While Google says it has removed the bezels on the Pixel 4a, if you look closely there’s still a sliver at the base of the display and the edging around the rest of the display is thicker than we’ve seen on some rivals.
The screen is protected by Gorilla Glass 3, which should protect it against small scruffs and scratches, but it’s not the most advanced version of the toughened glass from Corning – the OnePlus Nord, for example, uses the fifth-generation glass on both its front and rear, while the Sony Xperia 1 II features the latest, sixth-generation glass.
There aren’t too many other phones with so few cameras, especially in the crowded mid-tier, where manufacturers tend to scatter cameras around like confetti in order to try and make their handsets stand out, although the new iPhone SE is another.
On the back, you get a 12.2MP camera with an f/1.7 aperture and an 84-degree field of view. It can shoot 4K video at 30fps, 1080p at 30fps, 60fps and 120fps, and 720p at 30fps, 60fps and a super-slow 240fps.
While it may not look like much on paper, especially when compared to the three- and four-camera setups on the back of many of the Google Pixel 4a’s rivals, this main camera can still hold its own.
The Pixel 4a makes photography easy – just point and shoot, and most of the time the camera, combined with Google’s intelligent software processing, means you’ll get a great photo in many scenarios.
Similarly, the lack of a macro camera is unlikely to be an issue for many users, and the Pixel 4a camera does an okay job of close-up photography, allowing you to get reasonably near to subjects and capture a good level of detail.
There’s also just a single camera on the front of the Google Pixel 4a – it’s an 8MP, f/2.0 snapper with an 84-degree field of view, and it can shoot 1080p video at 30fps.

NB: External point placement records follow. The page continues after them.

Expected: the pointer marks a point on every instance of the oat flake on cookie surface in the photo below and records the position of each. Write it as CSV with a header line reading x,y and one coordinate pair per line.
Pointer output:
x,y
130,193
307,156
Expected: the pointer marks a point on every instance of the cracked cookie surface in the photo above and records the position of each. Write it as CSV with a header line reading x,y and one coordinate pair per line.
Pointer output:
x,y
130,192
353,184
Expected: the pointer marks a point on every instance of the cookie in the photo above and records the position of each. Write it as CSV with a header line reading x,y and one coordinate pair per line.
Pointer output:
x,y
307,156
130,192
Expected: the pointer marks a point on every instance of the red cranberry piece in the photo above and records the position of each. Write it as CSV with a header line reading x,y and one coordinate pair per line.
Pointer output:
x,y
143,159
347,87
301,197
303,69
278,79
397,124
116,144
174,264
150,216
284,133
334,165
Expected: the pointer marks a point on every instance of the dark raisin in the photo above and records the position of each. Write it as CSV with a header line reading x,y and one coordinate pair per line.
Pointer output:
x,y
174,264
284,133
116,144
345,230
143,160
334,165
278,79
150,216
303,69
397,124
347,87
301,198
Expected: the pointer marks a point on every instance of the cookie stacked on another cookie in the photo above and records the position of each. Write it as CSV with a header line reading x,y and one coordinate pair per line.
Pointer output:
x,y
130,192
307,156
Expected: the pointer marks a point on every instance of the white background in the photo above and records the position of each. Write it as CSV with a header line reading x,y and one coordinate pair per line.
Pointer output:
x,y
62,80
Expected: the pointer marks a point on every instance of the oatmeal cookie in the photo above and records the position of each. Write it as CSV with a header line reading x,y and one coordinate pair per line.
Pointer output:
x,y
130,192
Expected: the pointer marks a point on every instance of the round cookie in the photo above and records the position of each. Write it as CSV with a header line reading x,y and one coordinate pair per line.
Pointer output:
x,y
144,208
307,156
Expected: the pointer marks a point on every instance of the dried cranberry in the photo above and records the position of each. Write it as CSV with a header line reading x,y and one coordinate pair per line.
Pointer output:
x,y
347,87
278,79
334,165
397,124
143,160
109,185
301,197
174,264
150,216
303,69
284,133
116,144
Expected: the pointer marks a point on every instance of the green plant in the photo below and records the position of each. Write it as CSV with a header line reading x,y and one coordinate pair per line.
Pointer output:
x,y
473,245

There’s the obligatory portrait mode, which can apply background blur for arty self-portraits, and Night Sight is also available on the front camera.
The Google Pixel 4a comes with a 3,140mAh non-removable battery, which is larger than the power pack in its predecessor, and much larger than the 1,812mAh battery in the new iPhone SE. Google claims you’ll get up to 24 hours of battery life from a single charge.
There’s no wireless charging support here – not a huge surprise given the mid-range price – but you do get an 18W charging block included in the box with the Pixel 4a, providing the handset with fast charging capabilities.
The Google Pixel 4a comes with enough power to ensure you can do everything you want on the phone. You get a Snapdragon 730 chipset, 6GB of RAM, and 128GB of storage.
These specs are more than acceptable at Pixel 4a’s price, but an issue arises if you start to look around because in terms of the spec sheet the Google Pixel 4a is out-gunned by rivals in a number of ways.
There are plenty of similarly priced handsets offering newer chipsets, more RAM, and a variety of storage options – not to mention a whole array of cameras. Google isn’t being drawn into the specs arms race, and that may make it harder for the Pixel 4a to stand out.
There aren’t too many smartphones around these days which you can comfortably use one-handed, but the Google Pixel 4a is one of them. Its compact (by 2020 standards) form factor, rounded edges and soft-touch polycarbonate body make it easy to hold and use.